15) Com relação à utilização de aparelhos de avanço mandibular ou reposicionamento dentário no rebordo alveolar do paciente, como o senhor observa os resultados obtidos com o aparelho de protração mandibular (APM) proposto por Coelho? Seria indicado utilizar este tipo de aparelho para compensação da Classe II de Angle em pacientes adultos? Paulo Cesar Raveli Chiavini

Sim, o aparelho de protração mandibular (APM) constitui-se num aparelho simples, engenhoso e de baixo custo, que tem como característica uma ação recíproca maxilo-mandibular. Sua ação baseia-se na propulsão mandibular rígida, tal qual a obtida pelo aparelho de Herbst, do qual derivou. Em pacientes jovens, podemos esperar alguma resposta esquelética, resumida à restrição de crescimento anterior da maxila e de estímulo ao crescimento anterior da mandíbula, mas mesmo com sua utilização em fases ideais de crescimento (durante o surto de crescimento pubertário), prevalecem as respostas dentárias representadas pela distalização de dentes superiores e mesialização de dentes inferiores. Porém, em adultos, sua ação é preponderantemente dentoalveolar, com acentuada vestibularização dos dentes inferiores e distalização dos dentes superiores e verticalização dos dentes anteriores superiores. Assim, este aparelho deve fazer parte do arsenal do ortodontista, sendo indicado para o tratamento da Classe II dentoalveolar ou para a camuflagem de problemas esqueléticos suaves em pacientes adultos. Sua ação se assemelha à de aparelhos do tipo Jasper Jumper, Forçus, Herbst, Cantilever Bite Jumping, dentre aqueles que tenho utilizado mais freqüentemente na minha prática clínica.

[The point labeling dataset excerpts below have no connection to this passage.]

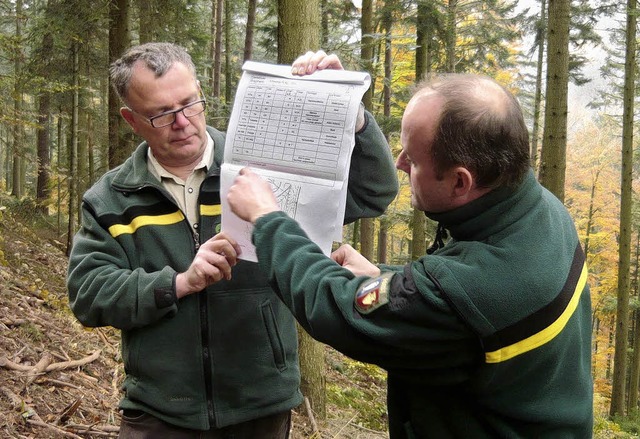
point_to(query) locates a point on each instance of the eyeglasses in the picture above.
(169, 117)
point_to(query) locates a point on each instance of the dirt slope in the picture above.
(58, 379)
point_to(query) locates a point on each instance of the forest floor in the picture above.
(60, 380)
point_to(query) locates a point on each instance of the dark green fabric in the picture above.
(510, 255)
(216, 358)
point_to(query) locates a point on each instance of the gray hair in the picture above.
(157, 57)
(481, 127)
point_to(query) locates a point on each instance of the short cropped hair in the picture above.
(157, 57)
(482, 128)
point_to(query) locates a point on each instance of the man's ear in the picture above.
(464, 182)
(128, 116)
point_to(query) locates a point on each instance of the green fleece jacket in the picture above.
(488, 337)
(220, 357)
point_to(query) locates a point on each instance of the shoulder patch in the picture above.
(373, 293)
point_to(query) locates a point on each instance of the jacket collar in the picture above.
(133, 174)
(493, 211)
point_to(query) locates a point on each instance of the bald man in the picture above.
(486, 336)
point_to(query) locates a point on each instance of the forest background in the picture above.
(60, 129)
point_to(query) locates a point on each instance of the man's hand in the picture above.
(311, 61)
(251, 196)
(350, 259)
(212, 263)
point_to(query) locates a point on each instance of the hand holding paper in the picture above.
(251, 196)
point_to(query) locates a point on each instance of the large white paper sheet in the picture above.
(298, 133)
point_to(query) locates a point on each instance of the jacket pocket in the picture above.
(275, 339)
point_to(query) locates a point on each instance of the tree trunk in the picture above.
(626, 191)
(228, 74)
(73, 152)
(367, 226)
(634, 375)
(298, 32)
(451, 36)
(554, 145)
(118, 41)
(217, 59)
(540, 36)
(248, 38)
(18, 133)
(147, 20)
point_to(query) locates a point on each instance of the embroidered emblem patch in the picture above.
(373, 294)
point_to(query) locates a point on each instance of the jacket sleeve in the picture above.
(414, 330)
(104, 290)
(373, 182)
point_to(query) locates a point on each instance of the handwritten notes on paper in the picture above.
(298, 133)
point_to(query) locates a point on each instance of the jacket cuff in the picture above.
(165, 297)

16) A respeito da utilização de miniparafusos de ancoragem ortodôntica tem-se utilizado os mesmos para diversos movimentos dentários em Ortodontia, sendo que algumas empresas nacionais e internacionais vêm desenvolvendo alguns parafusos de diâmetro maior e comprimentos menores para receber maior quantidade de força. O senhor acredita que estes parafusos possam ter aplicabilidade clínica efetiva quando utilizados na Ortopedia Facial e Funcional? Paulo Cesar Raveli Chiavini

Fiz algumas considerações sobre os miniimplantes ou miniparafusos na questão 8, assim complementando, estes ainda estão sendo estudados e existe a necessidade de mais pesquisas para dimensionar seu uso e aplicação. Seu uso como ancoragem ortodôntica, retração ou protração dentária, distalização de dentes, para intrusão ou extrusão dentária, verticalização dentária, dentre outras aplicações, está embasado em fundamentos e conhecimentos básicos, que ainda necessitam ser aprofundados. Sua aplicação na Ortopedia Facial e Funcional ainda não tem base teórica ou experimental, mas pode-se conceber algumas aplicações, tais como na protração maxilar em substituição à anquilose intencional de caninos decíduos.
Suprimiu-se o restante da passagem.